Naloxone is a medication that blocks the effects of opioids, including respiratory depression, sedation and hypotension, and is used to treat an opioid overdose in an emergency situation.
To help combat the increasing number of deaths from opioid overdoses each year, Minnesota was one of about a dozen states to make the drug available to the public in September 2015.
Experts believe if naloxone was made available to more people other than just medical professionals — for example opioid users, their family and friends, and people who could witness an overdose — the number of opioid-related deaths would be reduced. This thought is supported by the Harm Reduction Coalition, which surveyed over 600 community-based opioid overdose prevention programs in 30 states and D.C. that provide naloxone kits to laypeople. The survey results indicated that nearly 27,000 overdose interventions occurred as a result of these take-home naloxone programs.
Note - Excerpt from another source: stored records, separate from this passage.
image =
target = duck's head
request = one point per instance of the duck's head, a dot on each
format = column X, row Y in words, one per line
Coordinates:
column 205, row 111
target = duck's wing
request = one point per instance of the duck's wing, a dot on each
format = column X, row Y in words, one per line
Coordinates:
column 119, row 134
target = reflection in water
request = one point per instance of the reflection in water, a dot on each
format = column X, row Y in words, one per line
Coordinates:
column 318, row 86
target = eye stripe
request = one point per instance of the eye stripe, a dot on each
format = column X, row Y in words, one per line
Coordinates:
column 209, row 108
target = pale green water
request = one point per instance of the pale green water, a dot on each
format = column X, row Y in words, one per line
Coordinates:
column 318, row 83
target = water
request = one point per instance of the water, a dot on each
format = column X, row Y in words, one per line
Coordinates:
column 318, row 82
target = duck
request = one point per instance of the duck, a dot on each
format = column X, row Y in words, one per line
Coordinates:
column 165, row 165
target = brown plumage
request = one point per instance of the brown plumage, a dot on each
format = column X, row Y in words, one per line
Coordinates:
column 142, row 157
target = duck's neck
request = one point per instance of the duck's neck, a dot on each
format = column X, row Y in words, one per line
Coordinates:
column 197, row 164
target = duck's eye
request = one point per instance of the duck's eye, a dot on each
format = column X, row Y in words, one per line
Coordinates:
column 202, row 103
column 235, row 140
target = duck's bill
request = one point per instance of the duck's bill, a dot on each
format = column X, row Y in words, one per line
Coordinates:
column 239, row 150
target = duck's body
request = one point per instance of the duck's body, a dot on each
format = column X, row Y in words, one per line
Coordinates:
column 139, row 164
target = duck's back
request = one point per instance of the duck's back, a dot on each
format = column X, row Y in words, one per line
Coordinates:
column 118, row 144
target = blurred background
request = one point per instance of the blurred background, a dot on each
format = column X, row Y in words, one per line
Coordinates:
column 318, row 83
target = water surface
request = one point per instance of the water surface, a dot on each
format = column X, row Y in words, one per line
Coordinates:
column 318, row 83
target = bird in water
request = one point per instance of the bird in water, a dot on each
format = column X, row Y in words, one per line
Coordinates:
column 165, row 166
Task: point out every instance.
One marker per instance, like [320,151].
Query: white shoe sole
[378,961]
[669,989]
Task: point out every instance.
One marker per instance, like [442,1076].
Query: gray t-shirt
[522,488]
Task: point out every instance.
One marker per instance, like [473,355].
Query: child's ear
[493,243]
There currently isn’t data available pointing to exactly how many lives naloxone has saved since becoming more accessible in Minnesota, but Varin believes it has made an impact.
“On any given day at a major metro hospital such as Hennepin County Medical Center, it would not be unusual to cross paths with someone who has been treated and perhaps been saved with naloxone,” Varin said. “An estimated three million U.S. citizens are addicted to opioids, and two-thirds of those people are addicted to prescription opioid medications. It’s likely you know someone suffering from this addiction.”
Currently in Minnesota, pharmacies that dispense naloxone are able to do so through a collaborative agreement with a physician, similar to the process facilitating pharmacist-provided flu shots.
“It should be available to anyone who may need it,” Varin said.
Currently, the process can be time-consuming, so Varin suggests anyone, especially caregivers of at-risk individuals, should plan in advance to ensure naloxone is available to them.
“With this new generation of easier to get, quickacting, often more potent drugs, if you were to walk into your dad’s, your grandmother’s, or your child’s room and find them unconscious due to an overdose, they could be gone by the time the paramedics arrive. But if you had naloxone, it could make all the difference,” Varin said. “Having it in people’s hands will save lives.”
Associate Professor Mark Schneiderhan agrees.
“There will always be a group of people that will negatively view naloxone, and worry that the increased availability of it will be thought of as an excuse or ‘permission’ to use, and abuse, opioids. But really, the intent of making naloxone more available should be about keeping people alive,” Schneiderhan said.
Yet as naloxone becomes more available, significant education is required so that the general public understands how and when to use it.
“There are patients taking opioids as prescribed and still needing naloxone administered,” said Spring Schermer, a recent pharmacy graduate working in the field. “When patients go into respiratory failure, naloxone makes a difference. This is important in a number of settings, including places like hospice.”
Schneiderhan has committed to including more information on naloxone in his courses, and hopes others will assist in the education efforts
around naloxone and its uses so it can benefit the most people.
“The lack of knowledge is providing barriers and preventing people from ultimately getting the help they need, and in some cases that help does come in the form of naloxone,” said Schneiderhan.